Wednesday, October 7, 2015

Dear friend,

Oktober 7, 2015

 Malam ini terasa sangat dingin, karena hujan yang turun setalah sekian lama hilang bak ditelan bumi. Bau tanah yang khas mulai tercium, datanglah kembali wahai musim hujan. Hujan lah yang mengingatkan aku akan segala hal-hal di masa lalu yang membuat seakan-akan masa sekarang adalah sampah. Teringat kembali kejadian beberapa tahun dulu, serta kejadian hari ini.
Sejak menginjak bangku sekolah menengah atas yang hari-harinya disibukan oleh tugas ini, jujur mata ini semakin terbuka. Orang-orang memang dinamis. Sulit dipahami. Terkadang lurus terkadang berkelok. Kejadian di hari ini memperbaruhi pengihatanku tentang manusia. Yang biasanya aku anggap sombong, serakah, individualis.
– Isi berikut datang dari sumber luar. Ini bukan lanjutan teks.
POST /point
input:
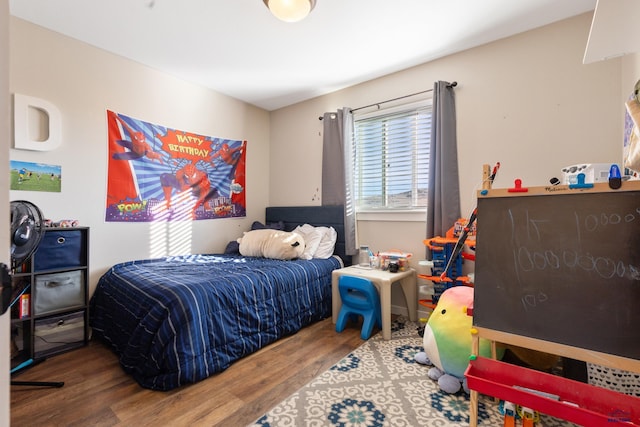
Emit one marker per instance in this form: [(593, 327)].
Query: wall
[(83, 82), (4, 201), (526, 101)]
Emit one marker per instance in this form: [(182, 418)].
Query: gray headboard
[(328, 216)]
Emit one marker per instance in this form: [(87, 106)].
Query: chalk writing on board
[(526, 258), (562, 267)]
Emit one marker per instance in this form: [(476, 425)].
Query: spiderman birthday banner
[(160, 174)]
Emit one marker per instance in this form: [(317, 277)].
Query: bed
[(178, 320)]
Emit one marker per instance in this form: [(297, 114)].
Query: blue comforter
[(178, 320)]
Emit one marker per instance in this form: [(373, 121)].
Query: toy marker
[(580, 183), (615, 180), (518, 187)]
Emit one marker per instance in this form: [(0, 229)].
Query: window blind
[(391, 156)]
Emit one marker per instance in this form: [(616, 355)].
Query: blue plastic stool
[(359, 298)]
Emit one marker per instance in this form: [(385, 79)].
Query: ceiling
[(236, 47)]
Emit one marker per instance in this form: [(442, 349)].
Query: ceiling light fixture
[(290, 10)]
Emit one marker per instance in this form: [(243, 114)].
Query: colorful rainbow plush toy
[(447, 340)]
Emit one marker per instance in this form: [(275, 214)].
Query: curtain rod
[(452, 84)]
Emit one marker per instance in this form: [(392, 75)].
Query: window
[(391, 158)]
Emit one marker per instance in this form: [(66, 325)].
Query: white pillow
[(269, 243), (328, 242), (312, 238)]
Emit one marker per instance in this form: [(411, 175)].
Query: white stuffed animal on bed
[(274, 244)]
Hari ini berubah. Benar-benar aneh. Bagaimana cara seseorang berubah dengan cepatnya. Aku juga belajar bahwa tidak semua orang akan menyukai kita, begitu pun kita sendiri. Banyak yang gue sebel sebenernya, karena ulahnyabtentu. Tapi kembali lagi. Manusia dan perbuatannya adalah aneh. Tidak dapat dibuat spekulasi kalau manusia itu dapat ditebak tingkahnya. Kembali lagi angin dingin menusuk kulitku. Mengingatkan ku akan peristiwa dua tahun lalu. Yang tentunya menjadi samar-samar diingatanku. Berbeda dengan yang sekarang, semua telah berbeda. Bagaikan melukis yang selalu membuat pola baru dan baru. Aku bingung. Sangat amat bingung dengan pola ini. Apakah akan kutemukan bentuk pola ini suatu hari nanti? Aku harap begitu.



Gatau ini tulisan apa,saya langsung menuaikan apa yang mucul di pikiran saya.